Pacific Seafood’s social responsibility report emphasizes US labor force

Pacific Seafood CEO Frank Dulcich.

Clackamas, Oregon, U.S.A.-based Pacific Seafood has stressed the bona fides of its domestic labor force in its latest social responsibility report.

Pacific’s sixth annual Corporate Social Responsibility Report, released 28 March, said the company increased its sustainability efforts, supported groundbreaking research, forged new partnerships, and added more team-member benefits in 2022.

“We doubled down on our commitment to sustainability efforts,” Dulcich said in the introduction to the report. “At Pacific Seafood, we define excellence as ‘Consistently doing your best and always striving to do better.’ What excellence means is doing your best every day to meet the needs of our customers and consumers. The past year was one of significant transformation, and we’re just getting started.”

Pacific operates 40 facilities across the United States and Canada. It said it is required to adhere to labor standards set by the U.S. government, in comparison to other seafood processors that operate in countries with looser or fewer labor regulations.

“Sustainability starts with our team members. All Pacific Seafood owned facilities are in full compliance with U.S. and local labor laws. We also require our suppliers to be in compliance with all human rights laws, including, without limitation, prohibitions on child labor, slavery, and human trafficking, in the countries in which it does business,” the company said. “Our suppliers are subject to random inspections by our team members to ensure compliance.”

Pacific Seafood’s doubled its environmental, health, and safety team to four members in 2022, and launched a full tuition grant program for all of its employees in partnership with the University of Arizona Global Campus and George Fox University.

Concurrently, Pacific launched its own online learning platform, Pacific Seafood University, as part of its "Team Blue" effort to develop its frontline workers into administrators and encourage internal promotion within the company.

In another educational endeavor, Pacific teamed with Oregon State University’s Seafood Research and Education Center on a project researching the benefits fo fish skin in treating wrinkles.  The project found evidence skin gelatin from Pacific whiting can prevent skin wrinkling caused by ultraviolet rays.

Pacific's bio products division also made a research breakthrough, finding feeding dried waste from surimi production to chickens enriched their edible tissues and boosted their omega-3 fatty acid content.

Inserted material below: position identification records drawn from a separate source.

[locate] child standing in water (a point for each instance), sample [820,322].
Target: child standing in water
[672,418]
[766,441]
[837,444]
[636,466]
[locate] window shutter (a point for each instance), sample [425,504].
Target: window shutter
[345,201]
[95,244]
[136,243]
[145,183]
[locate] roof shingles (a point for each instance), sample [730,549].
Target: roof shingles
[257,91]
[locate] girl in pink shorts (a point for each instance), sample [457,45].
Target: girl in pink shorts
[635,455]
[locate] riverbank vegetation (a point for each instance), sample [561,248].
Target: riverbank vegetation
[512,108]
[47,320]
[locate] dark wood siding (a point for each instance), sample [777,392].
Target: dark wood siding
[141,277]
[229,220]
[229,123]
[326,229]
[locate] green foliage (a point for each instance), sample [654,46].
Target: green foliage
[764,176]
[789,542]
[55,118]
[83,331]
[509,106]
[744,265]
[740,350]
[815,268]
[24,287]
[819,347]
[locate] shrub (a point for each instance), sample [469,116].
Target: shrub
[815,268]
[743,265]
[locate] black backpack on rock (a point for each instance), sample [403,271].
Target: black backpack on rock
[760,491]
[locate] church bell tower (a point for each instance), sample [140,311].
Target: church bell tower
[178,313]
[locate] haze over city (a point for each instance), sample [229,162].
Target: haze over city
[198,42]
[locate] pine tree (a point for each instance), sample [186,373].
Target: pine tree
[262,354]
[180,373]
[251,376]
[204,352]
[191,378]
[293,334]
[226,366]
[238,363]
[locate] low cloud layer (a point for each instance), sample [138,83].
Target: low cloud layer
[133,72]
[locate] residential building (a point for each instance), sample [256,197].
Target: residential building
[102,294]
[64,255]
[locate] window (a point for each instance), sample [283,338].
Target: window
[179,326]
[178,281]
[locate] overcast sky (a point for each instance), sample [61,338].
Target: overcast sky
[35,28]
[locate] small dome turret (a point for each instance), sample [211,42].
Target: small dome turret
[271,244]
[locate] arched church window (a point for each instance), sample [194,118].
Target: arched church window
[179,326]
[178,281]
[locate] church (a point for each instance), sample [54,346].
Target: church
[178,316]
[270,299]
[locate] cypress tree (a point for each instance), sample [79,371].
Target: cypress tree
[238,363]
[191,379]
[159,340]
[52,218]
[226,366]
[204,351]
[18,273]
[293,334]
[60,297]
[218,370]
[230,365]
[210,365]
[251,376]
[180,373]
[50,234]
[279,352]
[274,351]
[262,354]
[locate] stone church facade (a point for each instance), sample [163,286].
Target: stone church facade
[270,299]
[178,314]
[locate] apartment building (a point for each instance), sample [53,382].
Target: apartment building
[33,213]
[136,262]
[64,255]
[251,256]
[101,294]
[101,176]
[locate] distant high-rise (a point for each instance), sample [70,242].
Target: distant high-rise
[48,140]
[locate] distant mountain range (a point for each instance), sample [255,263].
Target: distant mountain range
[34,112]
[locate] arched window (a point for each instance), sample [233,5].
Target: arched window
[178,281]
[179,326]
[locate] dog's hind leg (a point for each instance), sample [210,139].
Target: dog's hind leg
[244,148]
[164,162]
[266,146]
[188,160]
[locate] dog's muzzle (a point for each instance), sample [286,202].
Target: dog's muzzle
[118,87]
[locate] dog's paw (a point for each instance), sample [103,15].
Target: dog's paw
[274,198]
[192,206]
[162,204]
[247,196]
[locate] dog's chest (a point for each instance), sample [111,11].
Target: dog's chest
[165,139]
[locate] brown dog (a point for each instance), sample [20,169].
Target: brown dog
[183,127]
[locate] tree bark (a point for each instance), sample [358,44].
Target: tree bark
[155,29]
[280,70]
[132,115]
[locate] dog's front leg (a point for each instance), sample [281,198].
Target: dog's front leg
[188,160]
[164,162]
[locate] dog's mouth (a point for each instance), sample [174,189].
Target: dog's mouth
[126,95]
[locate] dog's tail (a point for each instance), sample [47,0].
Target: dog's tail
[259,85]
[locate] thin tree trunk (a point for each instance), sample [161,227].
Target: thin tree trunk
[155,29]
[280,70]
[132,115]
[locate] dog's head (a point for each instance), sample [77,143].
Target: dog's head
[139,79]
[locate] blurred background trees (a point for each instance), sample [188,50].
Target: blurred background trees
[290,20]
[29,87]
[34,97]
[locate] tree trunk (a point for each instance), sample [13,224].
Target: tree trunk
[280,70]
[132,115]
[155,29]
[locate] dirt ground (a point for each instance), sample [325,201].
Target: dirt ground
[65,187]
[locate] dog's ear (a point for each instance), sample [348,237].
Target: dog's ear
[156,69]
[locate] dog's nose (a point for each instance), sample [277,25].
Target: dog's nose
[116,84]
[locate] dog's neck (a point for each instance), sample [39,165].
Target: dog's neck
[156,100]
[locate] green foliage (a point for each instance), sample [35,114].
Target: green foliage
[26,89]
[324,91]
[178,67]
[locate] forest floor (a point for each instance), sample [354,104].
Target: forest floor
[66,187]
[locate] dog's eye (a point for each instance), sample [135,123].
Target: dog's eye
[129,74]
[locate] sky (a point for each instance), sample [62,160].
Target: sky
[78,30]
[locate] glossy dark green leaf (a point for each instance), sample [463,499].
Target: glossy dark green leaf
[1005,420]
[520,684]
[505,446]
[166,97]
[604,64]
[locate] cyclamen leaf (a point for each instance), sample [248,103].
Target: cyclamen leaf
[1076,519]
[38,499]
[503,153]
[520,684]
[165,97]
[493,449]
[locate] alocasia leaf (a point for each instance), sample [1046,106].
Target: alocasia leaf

The company's environmental efforts were led by its partnership with the PAC-12 college sports conference to host the first-ever large-conference game to be carbon-neutral, through the purchase of carbon offsets sold by United Green Energy.

And the company saved over a million kilowatt hours of electricity through the replacement of older lightning with LED bulbs, reducing its energy usage at its Quilcene facility by 75 percent.

“As part of our mission, ‘feeding the world the healthiest protein on the planet,’ we reimagined how to make seafood more widely available across the United States,” Dulcich said. “Thanks to our work with the USDA’s procurement program, more families and their children have access to Pacific’s healthy proteins than ever before.”